According to Goa police most of the accidents are caused due to:
- Rash-and-negligent riding/driving
- Driving under the influence
- Using cellphones while riding/driving
- Human error
Road safety week
Goa traffic police conducted ‘road safety week’ from 11th to the 17th of January in order to create awareness about road safety and traffic rules. In fact the week had a tight policing routine and saw an increase in the numbers of traffic violation challans being handed out. In fact the number of violations seem to keep going up each year.

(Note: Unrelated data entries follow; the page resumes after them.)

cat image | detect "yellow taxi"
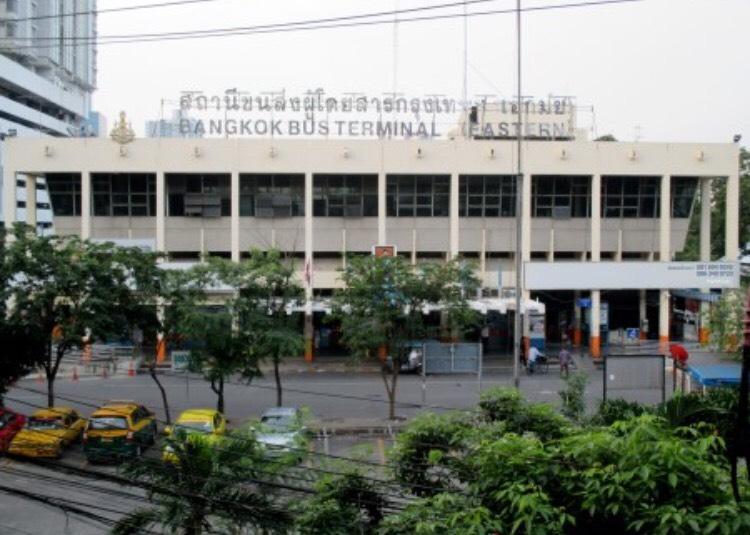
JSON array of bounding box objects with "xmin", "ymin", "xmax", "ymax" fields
[
  {"xmin": 8, "ymin": 407, "xmax": 86, "ymax": 458},
  {"xmin": 162, "ymin": 409, "xmax": 227, "ymax": 462},
  {"xmin": 83, "ymin": 401, "xmax": 156, "ymax": 462}
]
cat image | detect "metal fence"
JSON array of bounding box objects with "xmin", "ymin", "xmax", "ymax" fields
[
  {"xmin": 422, "ymin": 342, "xmax": 482, "ymax": 374},
  {"xmin": 602, "ymin": 354, "xmax": 666, "ymax": 404}
]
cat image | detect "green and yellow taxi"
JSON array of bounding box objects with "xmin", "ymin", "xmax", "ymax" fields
[
  {"xmin": 83, "ymin": 401, "xmax": 156, "ymax": 462},
  {"xmin": 162, "ymin": 409, "xmax": 227, "ymax": 462},
  {"xmin": 8, "ymin": 407, "xmax": 86, "ymax": 458}
]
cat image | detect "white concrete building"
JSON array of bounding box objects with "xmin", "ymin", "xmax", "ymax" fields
[
  {"xmin": 0, "ymin": 0, "xmax": 100, "ymax": 232},
  {"xmin": 5, "ymin": 121, "xmax": 739, "ymax": 356}
]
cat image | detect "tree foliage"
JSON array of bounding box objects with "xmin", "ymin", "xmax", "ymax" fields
[
  {"xmin": 113, "ymin": 434, "xmax": 291, "ymax": 535},
  {"xmin": 294, "ymin": 389, "xmax": 750, "ymax": 535},
  {"xmin": 4, "ymin": 226, "xmax": 157, "ymax": 406}
]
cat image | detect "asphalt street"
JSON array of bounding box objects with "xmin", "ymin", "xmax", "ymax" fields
[{"xmin": 0, "ymin": 367, "xmax": 668, "ymax": 535}]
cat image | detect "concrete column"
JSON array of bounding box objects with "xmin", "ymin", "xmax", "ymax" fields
[
  {"xmin": 589, "ymin": 290, "xmax": 602, "ymax": 359},
  {"xmin": 638, "ymin": 290, "xmax": 649, "ymax": 340},
  {"xmin": 2, "ymin": 167, "xmax": 16, "ymax": 241},
  {"xmin": 81, "ymin": 171, "xmax": 91, "ymax": 240},
  {"xmin": 229, "ymin": 171, "xmax": 240, "ymax": 262},
  {"xmin": 521, "ymin": 173, "xmax": 532, "ymax": 262},
  {"xmin": 724, "ymin": 170, "xmax": 740, "ymax": 261},
  {"xmin": 479, "ymin": 228, "xmax": 487, "ymax": 286},
  {"xmin": 659, "ymin": 174, "xmax": 672, "ymax": 351},
  {"xmin": 450, "ymin": 173, "xmax": 458, "ymax": 258},
  {"xmin": 411, "ymin": 228, "xmax": 417, "ymax": 266},
  {"xmin": 378, "ymin": 173, "xmax": 387, "ymax": 245},
  {"xmin": 304, "ymin": 172, "xmax": 314, "ymax": 362},
  {"xmin": 547, "ymin": 228, "xmax": 555, "ymax": 262},
  {"xmin": 341, "ymin": 228, "xmax": 346, "ymax": 269},
  {"xmin": 591, "ymin": 175, "xmax": 602, "ymax": 262},
  {"xmin": 698, "ymin": 177, "xmax": 711, "ymax": 345},
  {"xmin": 26, "ymin": 175, "xmax": 36, "ymax": 230},
  {"xmin": 572, "ymin": 290, "xmax": 583, "ymax": 347},
  {"xmin": 589, "ymin": 175, "xmax": 602, "ymax": 359},
  {"xmin": 154, "ymin": 171, "xmax": 167, "ymax": 253}
]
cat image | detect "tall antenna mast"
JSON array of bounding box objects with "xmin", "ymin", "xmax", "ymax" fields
[{"xmin": 513, "ymin": 0, "xmax": 523, "ymax": 388}]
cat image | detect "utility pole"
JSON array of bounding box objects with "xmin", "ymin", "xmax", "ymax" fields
[{"xmin": 513, "ymin": 0, "xmax": 523, "ymax": 388}]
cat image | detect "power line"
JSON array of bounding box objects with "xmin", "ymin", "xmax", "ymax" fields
[
  {"xmin": 5, "ymin": 0, "xmax": 226, "ymax": 22},
  {"xmin": 0, "ymin": 0, "xmax": 644, "ymax": 52},
  {"xmin": 5, "ymin": 0, "xmax": 508, "ymax": 42}
]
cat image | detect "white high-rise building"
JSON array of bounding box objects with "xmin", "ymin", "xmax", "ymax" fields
[{"xmin": 0, "ymin": 0, "xmax": 102, "ymax": 231}]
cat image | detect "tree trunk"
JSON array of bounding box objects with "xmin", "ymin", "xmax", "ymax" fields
[
  {"xmin": 148, "ymin": 362, "xmax": 172, "ymax": 425},
  {"xmin": 44, "ymin": 367, "xmax": 55, "ymax": 409},
  {"xmin": 216, "ymin": 376, "xmax": 224, "ymax": 414},
  {"xmin": 273, "ymin": 353, "xmax": 282, "ymax": 407}
]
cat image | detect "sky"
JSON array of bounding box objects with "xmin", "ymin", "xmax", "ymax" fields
[{"xmin": 93, "ymin": 0, "xmax": 750, "ymax": 144}]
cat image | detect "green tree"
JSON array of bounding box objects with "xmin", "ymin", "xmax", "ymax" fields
[
  {"xmin": 217, "ymin": 249, "xmax": 304, "ymax": 407},
  {"xmin": 6, "ymin": 226, "xmax": 155, "ymax": 406},
  {"xmin": 708, "ymin": 290, "xmax": 745, "ymax": 357},
  {"xmin": 333, "ymin": 256, "xmax": 479, "ymax": 419},
  {"xmin": 113, "ymin": 435, "xmax": 290, "ymax": 535}
]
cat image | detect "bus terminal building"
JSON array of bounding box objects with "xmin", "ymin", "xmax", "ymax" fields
[{"xmin": 3, "ymin": 115, "xmax": 739, "ymax": 357}]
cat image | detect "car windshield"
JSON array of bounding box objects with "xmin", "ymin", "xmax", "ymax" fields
[
  {"xmin": 89, "ymin": 416, "xmax": 128, "ymax": 430},
  {"xmin": 26, "ymin": 418, "xmax": 64, "ymax": 429},
  {"xmin": 174, "ymin": 422, "xmax": 212, "ymax": 433},
  {"xmin": 260, "ymin": 414, "xmax": 294, "ymax": 433},
  {"xmin": 0, "ymin": 412, "xmax": 13, "ymax": 429}
]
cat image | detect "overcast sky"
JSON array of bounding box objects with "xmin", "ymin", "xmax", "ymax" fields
[{"xmin": 94, "ymin": 0, "xmax": 750, "ymax": 144}]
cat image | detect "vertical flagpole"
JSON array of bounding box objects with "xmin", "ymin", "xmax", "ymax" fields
[{"xmin": 513, "ymin": 0, "xmax": 523, "ymax": 388}]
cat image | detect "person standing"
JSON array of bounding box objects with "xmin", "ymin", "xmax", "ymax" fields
[
  {"xmin": 481, "ymin": 323, "xmax": 490, "ymax": 354},
  {"xmin": 559, "ymin": 344, "xmax": 573, "ymax": 377},
  {"xmin": 528, "ymin": 346, "xmax": 544, "ymax": 373}
]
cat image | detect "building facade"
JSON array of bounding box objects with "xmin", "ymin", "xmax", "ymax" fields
[
  {"xmin": 5, "ymin": 131, "xmax": 739, "ymax": 356},
  {"xmin": 0, "ymin": 0, "xmax": 98, "ymax": 233}
]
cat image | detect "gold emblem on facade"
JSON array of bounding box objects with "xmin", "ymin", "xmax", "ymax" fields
[{"xmin": 109, "ymin": 111, "xmax": 135, "ymax": 145}]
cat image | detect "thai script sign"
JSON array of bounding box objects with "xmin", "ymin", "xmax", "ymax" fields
[
  {"xmin": 179, "ymin": 88, "xmax": 575, "ymax": 139},
  {"xmin": 524, "ymin": 262, "xmax": 740, "ymax": 290}
]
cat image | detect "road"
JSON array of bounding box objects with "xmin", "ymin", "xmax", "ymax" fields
[
  {"xmin": 0, "ymin": 368, "xmax": 664, "ymax": 535},
  {"xmin": 8, "ymin": 370, "xmax": 602, "ymax": 424}
]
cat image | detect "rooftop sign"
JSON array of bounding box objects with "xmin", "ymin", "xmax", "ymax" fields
[{"xmin": 173, "ymin": 88, "xmax": 575, "ymax": 139}]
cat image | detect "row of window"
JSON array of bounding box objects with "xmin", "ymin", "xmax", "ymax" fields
[{"xmin": 47, "ymin": 173, "xmax": 698, "ymax": 219}]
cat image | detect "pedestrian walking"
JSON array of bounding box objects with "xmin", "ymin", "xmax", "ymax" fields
[
  {"xmin": 482, "ymin": 323, "xmax": 490, "ymax": 353},
  {"xmin": 558, "ymin": 344, "xmax": 573, "ymax": 377}
]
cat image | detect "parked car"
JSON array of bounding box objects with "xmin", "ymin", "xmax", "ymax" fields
[
  {"xmin": 8, "ymin": 407, "xmax": 86, "ymax": 458},
  {"xmin": 0, "ymin": 407, "xmax": 26, "ymax": 453},
  {"xmin": 83, "ymin": 401, "xmax": 157, "ymax": 462},
  {"xmin": 167, "ymin": 409, "xmax": 227, "ymax": 462},
  {"xmin": 256, "ymin": 407, "xmax": 307, "ymax": 456}
]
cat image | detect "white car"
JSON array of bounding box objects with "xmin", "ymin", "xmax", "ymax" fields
[{"xmin": 256, "ymin": 407, "xmax": 306, "ymax": 455}]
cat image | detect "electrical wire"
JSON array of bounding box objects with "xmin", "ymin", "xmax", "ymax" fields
[
  {"xmin": 6, "ymin": 386, "xmax": 476, "ymax": 498},
  {"xmin": 5, "ymin": 0, "xmax": 508, "ymax": 42},
  {"xmin": 7, "ymin": 0, "xmax": 226, "ymax": 22},
  {"xmin": 0, "ymin": 0, "xmax": 644, "ymax": 52}
]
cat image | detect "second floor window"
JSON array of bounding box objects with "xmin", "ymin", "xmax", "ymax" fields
[
  {"xmin": 386, "ymin": 175, "xmax": 450, "ymax": 217},
  {"xmin": 313, "ymin": 174, "xmax": 378, "ymax": 217}
]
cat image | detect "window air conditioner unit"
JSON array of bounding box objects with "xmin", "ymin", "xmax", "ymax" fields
[
  {"xmin": 185, "ymin": 193, "xmax": 221, "ymax": 217},
  {"xmin": 552, "ymin": 206, "xmax": 571, "ymax": 219},
  {"xmin": 271, "ymin": 194, "xmax": 292, "ymax": 217},
  {"xmin": 344, "ymin": 204, "xmax": 362, "ymax": 217}
]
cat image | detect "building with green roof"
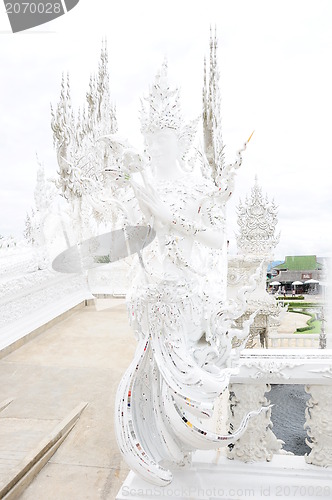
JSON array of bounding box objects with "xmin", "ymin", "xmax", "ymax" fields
[{"xmin": 268, "ymin": 255, "xmax": 323, "ymax": 293}]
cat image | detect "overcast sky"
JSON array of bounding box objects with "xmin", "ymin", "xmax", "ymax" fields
[{"xmin": 0, "ymin": 0, "xmax": 332, "ymax": 259}]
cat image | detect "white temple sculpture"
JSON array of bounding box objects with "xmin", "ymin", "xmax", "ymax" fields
[
  {"xmin": 116, "ymin": 34, "xmax": 267, "ymax": 485},
  {"xmin": 52, "ymin": 36, "xmax": 267, "ymax": 486},
  {"xmin": 228, "ymin": 177, "xmax": 282, "ymax": 347}
]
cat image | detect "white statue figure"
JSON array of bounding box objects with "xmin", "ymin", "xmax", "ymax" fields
[{"xmin": 116, "ymin": 60, "xmax": 259, "ymax": 485}]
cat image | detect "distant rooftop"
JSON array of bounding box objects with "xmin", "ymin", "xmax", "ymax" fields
[{"xmin": 274, "ymin": 255, "xmax": 322, "ymax": 271}]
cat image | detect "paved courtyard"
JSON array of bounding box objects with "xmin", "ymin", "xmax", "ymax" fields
[
  {"xmin": 0, "ymin": 299, "xmax": 135, "ymax": 500},
  {"xmin": 0, "ymin": 299, "xmax": 322, "ymax": 500}
]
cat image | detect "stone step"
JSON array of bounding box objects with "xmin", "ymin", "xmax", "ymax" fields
[{"xmin": 0, "ymin": 402, "xmax": 87, "ymax": 500}]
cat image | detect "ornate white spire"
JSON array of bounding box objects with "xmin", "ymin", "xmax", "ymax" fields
[
  {"xmin": 140, "ymin": 60, "xmax": 199, "ymax": 160},
  {"xmin": 236, "ymin": 176, "xmax": 280, "ymax": 256},
  {"xmin": 141, "ymin": 60, "xmax": 182, "ymax": 135},
  {"xmin": 203, "ymin": 25, "xmax": 225, "ymax": 179},
  {"xmin": 51, "ymin": 41, "xmax": 117, "ymax": 200}
]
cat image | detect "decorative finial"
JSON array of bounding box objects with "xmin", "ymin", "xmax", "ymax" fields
[{"xmin": 141, "ymin": 59, "xmax": 183, "ymax": 134}]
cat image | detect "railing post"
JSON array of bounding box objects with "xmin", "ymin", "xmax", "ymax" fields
[
  {"xmin": 227, "ymin": 384, "xmax": 283, "ymax": 462},
  {"xmin": 304, "ymin": 385, "xmax": 332, "ymax": 467}
]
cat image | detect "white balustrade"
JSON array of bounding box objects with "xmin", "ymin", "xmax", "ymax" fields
[{"xmin": 227, "ymin": 349, "xmax": 332, "ymax": 468}]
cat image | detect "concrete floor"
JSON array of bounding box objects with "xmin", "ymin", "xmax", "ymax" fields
[
  {"xmin": 0, "ymin": 299, "xmax": 135, "ymax": 500},
  {"xmin": 0, "ymin": 299, "xmax": 316, "ymax": 500}
]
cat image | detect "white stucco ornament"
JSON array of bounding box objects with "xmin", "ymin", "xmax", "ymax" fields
[{"xmin": 116, "ymin": 43, "xmax": 268, "ymax": 485}]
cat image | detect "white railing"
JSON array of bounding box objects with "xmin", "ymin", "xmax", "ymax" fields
[
  {"xmin": 268, "ymin": 333, "xmax": 319, "ymax": 349},
  {"xmin": 227, "ymin": 349, "xmax": 332, "ymax": 468}
]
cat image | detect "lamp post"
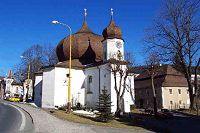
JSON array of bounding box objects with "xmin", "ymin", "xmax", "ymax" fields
[
  {"xmin": 52, "ymin": 20, "xmax": 72, "ymax": 112},
  {"xmin": 20, "ymin": 56, "xmax": 31, "ymax": 101}
]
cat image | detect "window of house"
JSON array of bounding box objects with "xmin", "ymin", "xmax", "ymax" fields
[
  {"xmin": 178, "ymin": 89, "xmax": 181, "ymax": 94},
  {"xmin": 146, "ymin": 90, "xmax": 149, "ymax": 96},
  {"xmin": 147, "ymin": 100, "xmax": 149, "ymax": 105},
  {"xmin": 87, "ymin": 76, "xmax": 92, "ymax": 93},
  {"xmin": 169, "ymin": 89, "xmax": 172, "ymax": 94},
  {"xmin": 104, "ymin": 52, "xmax": 107, "ymax": 60}
]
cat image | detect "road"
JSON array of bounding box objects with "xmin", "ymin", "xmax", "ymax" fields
[{"xmin": 0, "ymin": 101, "xmax": 34, "ymax": 133}]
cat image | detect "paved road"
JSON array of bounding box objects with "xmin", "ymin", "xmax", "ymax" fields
[
  {"xmin": 0, "ymin": 101, "xmax": 34, "ymax": 133},
  {"xmin": 9, "ymin": 103, "xmax": 150, "ymax": 133}
]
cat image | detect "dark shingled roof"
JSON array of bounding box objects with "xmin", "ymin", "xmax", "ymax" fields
[{"xmin": 56, "ymin": 17, "xmax": 103, "ymax": 62}]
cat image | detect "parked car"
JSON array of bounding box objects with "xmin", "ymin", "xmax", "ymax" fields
[
  {"xmin": 157, "ymin": 109, "xmax": 173, "ymax": 119},
  {"xmin": 8, "ymin": 97, "xmax": 20, "ymax": 102}
]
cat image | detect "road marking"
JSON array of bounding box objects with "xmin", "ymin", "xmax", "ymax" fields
[{"xmin": 4, "ymin": 103, "xmax": 26, "ymax": 131}]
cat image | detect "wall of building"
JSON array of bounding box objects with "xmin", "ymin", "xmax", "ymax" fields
[
  {"xmin": 162, "ymin": 87, "xmax": 190, "ymax": 109},
  {"xmin": 34, "ymin": 75, "xmax": 42, "ymax": 107},
  {"xmin": 102, "ymin": 39, "xmax": 124, "ymax": 60},
  {"xmin": 42, "ymin": 68, "xmax": 55, "ymax": 108},
  {"xmin": 111, "ymin": 67, "xmax": 135, "ymax": 112},
  {"xmin": 135, "ymin": 86, "xmax": 162, "ymax": 109},
  {"xmin": 54, "ymin": 67, "xmax": 85, "ymax": 106}
]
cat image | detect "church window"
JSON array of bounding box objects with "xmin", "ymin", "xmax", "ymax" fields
[
  {"xmin": 104, "ymin": 52, "xmax": 107, "ymax": 59},
  {"xmin": 89, "ymin": 76, "xmax": 92, "ymax": 83},
  {"xmin": 103, "ymin": 85, "xmax": 106, "ymax": 89},
  {"xmin": 178, "ymin": 89, "xmax": 181, "ymax": 94},
  {"xmin": 169, "ymin": 89, "xmax": 172, "ymax": 94}
]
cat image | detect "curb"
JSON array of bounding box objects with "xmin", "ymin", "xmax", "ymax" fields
[{"xmin": 8, "ymin": 103, "xmax": 34, "ymax": 124}]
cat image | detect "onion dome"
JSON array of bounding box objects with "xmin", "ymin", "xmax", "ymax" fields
[
  {"xmin": 102, "ymin": 8, "xmax": 122, "ymax": 39},
  {"xmin": 56, "ymin": 9, "xmax": 103, "ymax": 64},
  {"xmin": 102, "ymin": 19, "xmax": 122, "ymax": 39}
]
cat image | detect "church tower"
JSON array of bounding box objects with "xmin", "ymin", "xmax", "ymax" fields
[{"xmin": 102, "ymin": 8, "xmax": 124, "ymax": 62}]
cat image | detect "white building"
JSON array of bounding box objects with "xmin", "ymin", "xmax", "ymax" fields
[
  {"xmin": 1, "ymin": 70, "xmax": 23, "ymax": 98},
  {"xmin": 34, "ymin": 10, "xmax": 134, "ymax": 112}
]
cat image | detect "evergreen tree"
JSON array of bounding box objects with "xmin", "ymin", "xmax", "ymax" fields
[{"xmin": 97, "ymin": 89, "xmax": 112, "ymax": 122}]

Recently a new initiative was started by Police inspector (PI) Edwin Colaco called Roving eyes. Under this concept a multi-function electronic device (MFED) is used to capture the images of traffic violators. The system has been highly successful since its implementation.
The rules certainly need a tougher implementation but also an initiative on the part of the motorists is needed. It is a two way affair just as two hands are required to clap.